Le 19 mars 1962, après huit années d’une guerre sanglante qui n’en porte pas encore le nom, sont enfi n signés les accords d’Évian. Le bilan est lourd : des dizaines de milliers de morts et de blessés côté français, des centaines de milliers côté algérien, dont une immense majorité de civils.

La guerre d’Algérie n’a pas commencé le 1er novembre 1954, comme il est couramment écrit, mais le 14 juin 1830, lorsque les premiers soldats français d’un corps expéditionnaire puissant mirent le pied sur la terre de ce pays. Les conquérants se sont immédiatement heurtés à une résistance, qu’il serait certes aventureux de qualifier de « purement » nationale, mais qui n’en a pas moins vu le peuple algérien refuser le pouvoir des nouveaux maîtres. Et, par la suite, les insurrections, locales ou régionales, n’ont plus cessé, la dernière, en mai 1945, réprimée dans le sang, laissant sur le corps social algérien une cicatrice jamais refermée.
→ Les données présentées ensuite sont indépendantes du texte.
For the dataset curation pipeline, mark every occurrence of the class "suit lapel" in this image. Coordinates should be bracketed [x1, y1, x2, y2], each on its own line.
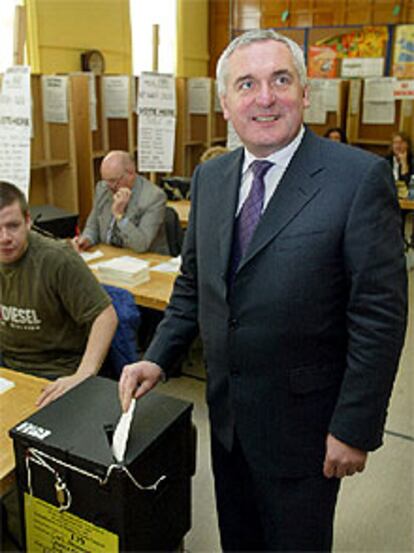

En novembre 1954, un mouvement auparavant inconnu, le FLN, prend l’initiative d’une insurrection. La France officielle ne comprend pas ce qui est en train de se passer. La formule « L’Algérie, c’est la France » remplit les discours officiels et les colonnes des journaux. La réponse va de soi : la « fermeté » éliminera vite cette « poignée de rebelles ». La quasi-totalité du monde politique et journalistique adopte le même ton. Seules quelques voix protestent : Charles-André Julien, François Mauriac, chez les intellectuels, Témoignage chrétien, l’Humanité et France-Observateur dans la presse. Les communistes, seule force politique à protester contre la répression, à affirmer le caractère « national » de la question algérienne, ne débouchent pourtant pas à ce moment sur l’affirmation du droit à l’indépendance de l’Algérie.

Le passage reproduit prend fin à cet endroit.